En outre, aux termes de l'article L412-4 du même code, la durée des délais ne peut, en aucun cas, être inférieure à trois mois, ni supérieure à trois ans. Pour la fixation de ces délais, il doit être tenu compte de la bonne ou mauvaise foi manifestée par l’occupant dans l’exécution de ses obligations, des situations respectives du propriétaire et de l’occupant, notamment en ce qui concerne l’âge, l’état de santé, la qualité de sinistré par faits de guerre, la situation de famille ou de fortune de chacun d’eux, les circonstances atmosphériques, ainsi que des diligences que l’occupant justifie avoir faites en vue de son relogement ; il est également tenu compte du droit à un logement décent et indépendant, des délais liés aux recours engagés selon les modalités prévues aux articles L441-2-3 et L441-2-3-1 du Code de la construction et de l’habitation, et du délai prévisible de relogement des intéressés.

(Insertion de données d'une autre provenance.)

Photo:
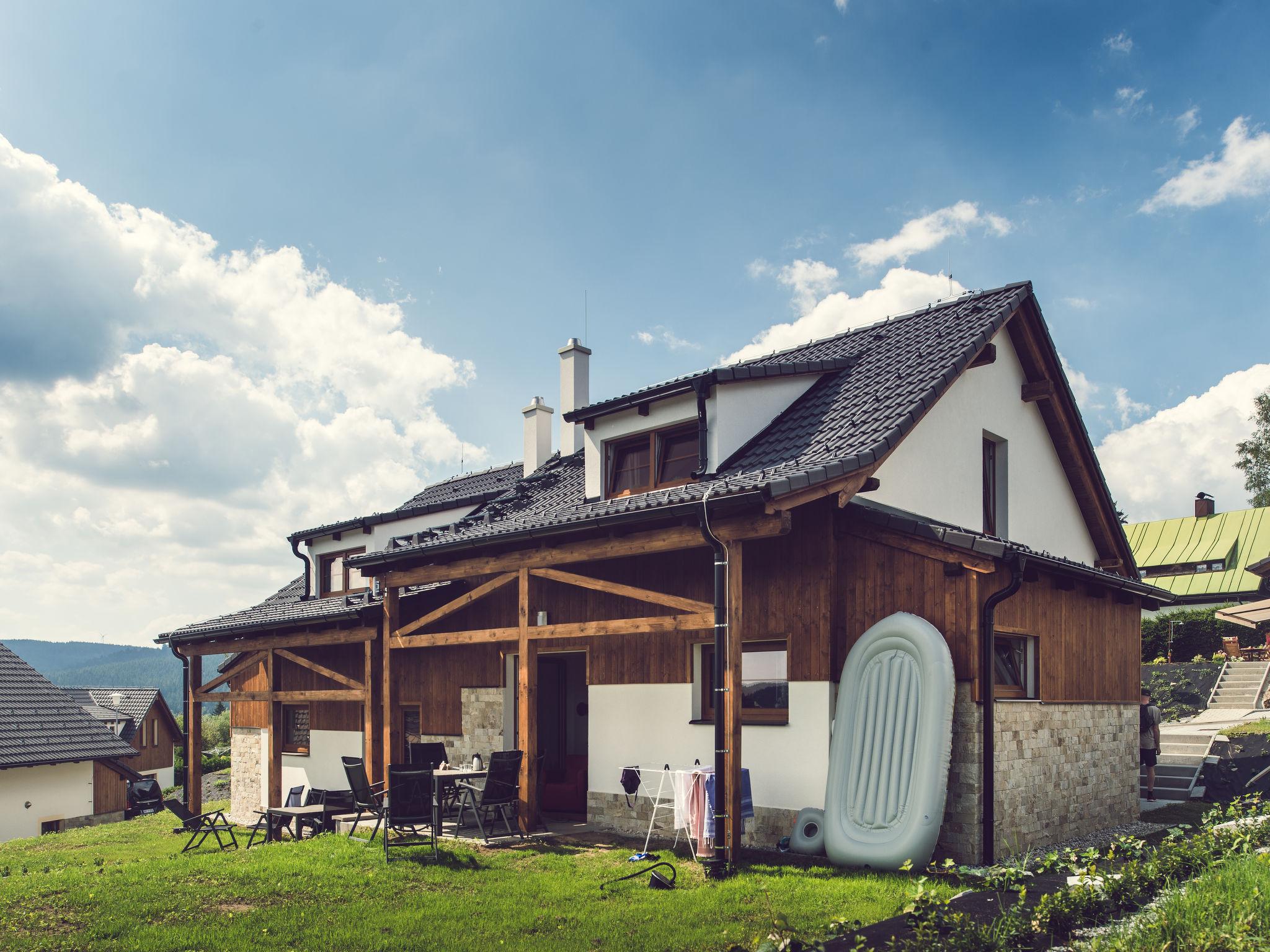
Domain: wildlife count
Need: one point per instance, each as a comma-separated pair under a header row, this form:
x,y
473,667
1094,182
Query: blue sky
x,y
464,174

En l’espèce, il ressort des pièces produites que Madame[B] est âgée de 62 ans, est veuve, et héberge actuellement sa fille en instance de séparation, et son petit-fils âgé de 3 ans. Elle perçoit le RSA à hauteur de 534,82 euros. L’appartement qu’elle occupe est assuré, et la dette locative a été apurée. Elle bénéficie du soutien financier de sa fille et de sa soeur.
Elle justifie du dépôt d’une demande de logement social en date du 11 juillet 2024 et d’une demande auprès de la commission départementale de médiation des Bouches-du-Rhône dans le cadre du droit au logement opposable en date du 26 juillet 2024.
Pour justifier du défaut de jouissance paisible qui lui est reproché, la SA ERILIA produit une lettre de mise en demeure adressée à Madame [B] le 15 novembre 2021 relevant que sa fille a fait preuve d’agressivité et d’injures envers le gestionnaire d’immeuble le 28 octobre 2021, et envers le gardien-concierge le 12 octobre 2021.
Aucun événement postérieur n’est établi ni même allégué, et cette pièce est insuffisante pour établir un défaut de jouissance paisible ou la mauvaise foi de Madame [B].
La proposition de relogement [Adresse 6] a été formulée le 10 janvier 2019, soit bien avant la procédure d’expulsion. Il n’est pas établi qu’une autre proposition ait été formulée et refusée depuis cette date.
La mauvaise foi de Madame [B] n’est pas établie.
Au vu de l’ensemble de ces éléments, il sera fait droit à sa demande de délais. Toutefois, considérant qu’elle a déjà bénéficié d’une période de presque deux ans depuis la signification du commandement de quitter les lieux, la durée des délais octroyés sera limitée à neuf mois courant à compter de la notification de la présente décision.
Madame [B], qui bénéficie d’une mesure de clémence au détriment de la partie défenderesse, conservera la charge des dépens de la présente instance, lesquels seront recouvrés selon les règles applicables en matière d’aide juridictionnelle.
La SA ERILIA sera déboutée de sa demande formée en application des dispositions de l’article 700 du Code de procédure civile.
PAR CES MOTIFS,
Le juge de l’exécution, statuant par jugement contradictoire et en premier ressort, prononcé par mise à disposition du public au greffe,
Accorde à [R] [P] veuve[B] un délai de neuf mois pour quitter les lieux sis [Adresse 5] à [Localité 3] à compter de la notification de la présente décision ;
Laisse les dépens de la présente instance à la charge de [R] [P] veuve[B], dépens qui seront recouvrés selon les règles applicables en matière d’aide juridictionnelle ;
Rappelle que le présent jugement est exécutoire de plein droit ;
Déboute la SA ERILIA de sa demande formée en application des dispositions de l’article 700 du Code de procédure civile.
Et la le juge de l’exécution a signé avec le greffier ayant reçu la minute.